Despite what looked like PDP leader Mehbooba Mufti's delaying tactics, Modi remained firm on the BJP's commitment to the agenda of alliance signed with her late father, Mufti Mohammad Sayeed.
Modi did not want any theatrics over the alliance as he was firm that it had been formed in the larger interests of the people of Jammu and Kashmir, an informed source in New Delhi told IANS.
"It was the prime minister who believed that continuing the alliance with the PDP was for peace in the state and for continuing the larger agenda of improving relations with (India's) neighbours," the source said.
Echoing Modi's message, Finance Minister Arun Jaitley told the Rajya Sabha that the BJP-PDP alliance agenda would be implemented in letter and spirit and there was no turning back on that commitment.
Jaitley later said in a talk show: "We lost Mufti Sahib when we needed him the most. Mehbooba must now take the call and continue her father's vision."
Modi then conveyed to Mehbooba through emissaries that he was ready to meet her to allay whatever fears she may have vis-a-vis heading a coalition government in the state.
"That did the final trick. Although she met the prime minister just for half hour she was assured all possible support and advised to carry forward her father's vision as stated in the agenda of alliance," a high level BJP source said.
Jammu and Kashmir had a Peoples Democratic Party-Bharatiya Janata Party coalition government for about 10 months when then chief minister Mufti Mohammad Sayeed died on January 7.
The state came under Governor's Rule the next day.
But instead of taking charge as chief minister at the head of the coalition, Mehbooba kept dragging the issue, at one time leading to speculation that she was planning to jettison the alliance.
The BJP made it clear that no new demands by the PDP leader would be met, and that the alliance would be based on the agenda agreed to earlier.
At the same time, BJP president Amit Shah and national general secretary Ram Madhav, who is in charge of Jammu and Kashmir affairs, stated that the alliance between the PDP and BJP was intact.
Mehbooba, the PDP president, sought fresh assurances on the agenda of alliance. The PDP wavered but the BJP stood firm.
"There is no turning back on the agenda signed with Mufti Sahib.

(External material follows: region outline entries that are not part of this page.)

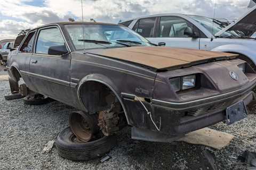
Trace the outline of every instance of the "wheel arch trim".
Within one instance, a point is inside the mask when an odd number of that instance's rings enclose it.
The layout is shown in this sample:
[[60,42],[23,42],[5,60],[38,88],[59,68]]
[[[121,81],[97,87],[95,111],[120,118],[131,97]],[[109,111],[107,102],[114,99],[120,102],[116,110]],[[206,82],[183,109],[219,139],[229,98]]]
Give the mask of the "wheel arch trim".
[[[102,79],[105,79],[105,80],[103,80]],[[107,83],[106,81],[106,80],[108,80],[108,81],[110,81],[110,83]],[[118,101],[120,102],[122,107],[123,108],[123,109],[124,110],[124,114],[125,115],[125,117],[126,118],[126,121],[127,122],[128,124],[131,124],[130,123],[129,121],[129,118],[128,117],[128,114],[127,113],[126,109],[125,109],[125,105],[124,105],[123,101],[122,100],[122,98],[119,95],[118,95],[118,93],[117,92],[117,90],[115,90],[115,88],[113,87],[113,86],[115,86],[114,85],[113,82],[107,77],[106,77],[105,75],[101,75],[101,74],[93,74],[91,75],[88,75],[85,77],[84,77],[78,83],[78,86],[77,87],[77,97],[78,98],[78,100],[80,102],[81,104],[82,105],[83,107],[85,109],[86,111],[88,111],[87,108],[85,107],[84,106],[84,103],[83,103],[81,97],[81,95],[80,95],[80,91],[81,89],[82,86],[85,83],[89,82],[89,81],[94,81],[94,82],[99,82],[100,83],[102,83],[102,84],[106,86],[108,88],[109,88],[111,91],[115,94],[115,95],[116,96],[117,99],[118,99]],[[110,84],[112,84],[112,86],[110,86]]]

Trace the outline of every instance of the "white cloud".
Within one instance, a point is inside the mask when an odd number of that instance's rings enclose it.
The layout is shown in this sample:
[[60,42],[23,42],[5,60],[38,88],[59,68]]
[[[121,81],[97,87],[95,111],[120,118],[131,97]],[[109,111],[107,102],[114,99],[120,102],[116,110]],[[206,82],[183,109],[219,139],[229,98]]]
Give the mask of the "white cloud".
[[[30,0],[31,1],[32,0]],[[38,1],[38,0],[36,0]],[[80,0],[46,0],[43,6],[28,1],[0,0],[0,39],[15,37],[24,29],[50,22],[82,19]],[[212,17],[237,18],[247,10],[249,0],[97,0],[83,1],[84,21],[117,23],[119,20],[156,13],[182,13]],[[1,17],[2,15],[2,17]]]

It is final and will be implemented," the BJP kept saying, at times embarrassing state BJP leaders who did not want to look as if they were taking orders from the PDP.

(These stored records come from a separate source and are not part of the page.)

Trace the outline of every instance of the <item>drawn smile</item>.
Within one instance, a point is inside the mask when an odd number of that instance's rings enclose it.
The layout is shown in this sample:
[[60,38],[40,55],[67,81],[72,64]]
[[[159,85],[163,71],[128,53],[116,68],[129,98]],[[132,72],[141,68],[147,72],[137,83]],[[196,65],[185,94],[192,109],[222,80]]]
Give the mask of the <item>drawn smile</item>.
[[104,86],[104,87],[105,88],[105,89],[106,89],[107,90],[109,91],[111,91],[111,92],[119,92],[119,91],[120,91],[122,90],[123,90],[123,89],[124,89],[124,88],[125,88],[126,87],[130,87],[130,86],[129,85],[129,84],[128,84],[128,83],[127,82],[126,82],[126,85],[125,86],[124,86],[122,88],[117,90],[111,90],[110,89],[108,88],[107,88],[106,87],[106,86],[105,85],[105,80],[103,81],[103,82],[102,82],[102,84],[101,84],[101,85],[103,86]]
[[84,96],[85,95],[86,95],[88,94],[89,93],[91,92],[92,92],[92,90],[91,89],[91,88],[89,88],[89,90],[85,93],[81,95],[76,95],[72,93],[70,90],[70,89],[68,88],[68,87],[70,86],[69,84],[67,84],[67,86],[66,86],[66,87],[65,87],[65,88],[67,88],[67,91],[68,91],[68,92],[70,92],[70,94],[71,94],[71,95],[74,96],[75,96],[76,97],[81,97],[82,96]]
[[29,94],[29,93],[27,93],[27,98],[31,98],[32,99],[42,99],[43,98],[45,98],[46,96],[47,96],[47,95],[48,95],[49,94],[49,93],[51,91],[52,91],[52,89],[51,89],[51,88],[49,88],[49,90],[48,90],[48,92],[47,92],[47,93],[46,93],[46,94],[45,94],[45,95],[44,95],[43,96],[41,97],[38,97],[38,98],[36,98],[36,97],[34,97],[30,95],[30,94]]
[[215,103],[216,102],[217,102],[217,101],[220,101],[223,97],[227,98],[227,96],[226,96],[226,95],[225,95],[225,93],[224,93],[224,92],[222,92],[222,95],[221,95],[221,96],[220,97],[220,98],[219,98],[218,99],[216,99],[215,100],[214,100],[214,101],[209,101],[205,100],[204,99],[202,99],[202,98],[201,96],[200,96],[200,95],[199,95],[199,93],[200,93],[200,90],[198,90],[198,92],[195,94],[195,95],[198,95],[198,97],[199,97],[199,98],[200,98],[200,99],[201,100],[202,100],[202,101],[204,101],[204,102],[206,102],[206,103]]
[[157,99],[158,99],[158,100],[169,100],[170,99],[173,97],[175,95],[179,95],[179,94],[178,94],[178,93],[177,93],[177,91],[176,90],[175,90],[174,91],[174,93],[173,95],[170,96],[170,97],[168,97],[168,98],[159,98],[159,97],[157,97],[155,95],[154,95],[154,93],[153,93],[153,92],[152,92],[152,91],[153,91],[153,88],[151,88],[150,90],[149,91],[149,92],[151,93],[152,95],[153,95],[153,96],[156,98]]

The BJP source said Modi's address to the international Sufi conference in New Delhi this month was an effort to reach out to everybody and affirm his faith in the pluralism of India.

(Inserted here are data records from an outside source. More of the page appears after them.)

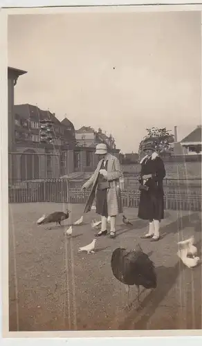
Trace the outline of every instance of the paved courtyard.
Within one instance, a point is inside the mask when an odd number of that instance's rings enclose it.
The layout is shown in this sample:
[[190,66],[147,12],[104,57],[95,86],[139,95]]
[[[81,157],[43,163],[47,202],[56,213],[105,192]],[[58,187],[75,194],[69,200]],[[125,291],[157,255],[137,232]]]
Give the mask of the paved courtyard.
[[[118,219],[116,239],[99,238],[95,254],[78,253],[94,237],[95,211],[85,215],[73,237],[64,227],[46,229],[35,221],[44,213],[66,210],[53,203],[10,204],[9,299],[10,331],[201,329],[201,266],[191,270],[176,256],[177,242],[194,235],[201,255],[201,213],[168,210],[158,242],[140,239],[147,223],[137,209],[125,208],[133,224]],[[66,225],[80,217],[84,205],[72,204]],[[52,226],[52,225],[51,225]],[[133,248],[140,242],[154,261],[155,291],[143,289],[142,309],[136,311],[136,289],[131,287],[128,311],[125,285],[113,277],[110,261],[118,246]]]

As Mehbooba remained entrenched in her stated position that she was not hungry for power, the BJP deputed Ram Madhav to speak to her twice. One of these visits was planned to be secret.
"She came to Delhi. Met Amit Shah and all seemed to have been lost," the source told IANS. "Everybody said it was all over between the two parties. She rushed back to Srinagar."
On Thursday, in her address to PDP legislators and senior leaders, Mehbooba thanked the BJP for its steadfast commitment to the agenda of alliance.
She also thanked the BJP and the central government for not trying to poach on her flock by engineering defections.
"The BJP has definitely behaved differently," she told her party. She was alluding to the traditional horse-trading undertaken in Jammu and Kashmir by the Congress in the past.
The source explained why: "Creating a larger constituency where Jammu and Kashmir becomes a bridge and not a roadblock in India-Pakistan relations (was important).
"This is what Prime Minister Modi envisages. What further assurance did she want?" asked the source.
Mehbooba has finally agreed to start her political career's first governance innings by trusting Modi -- as her father did.
It is highly unlikely the two have reached an agreement without understanding each other. In the process, Jammu and Kashmir, India's only Muslim-majority state, will get its first woman chief minister.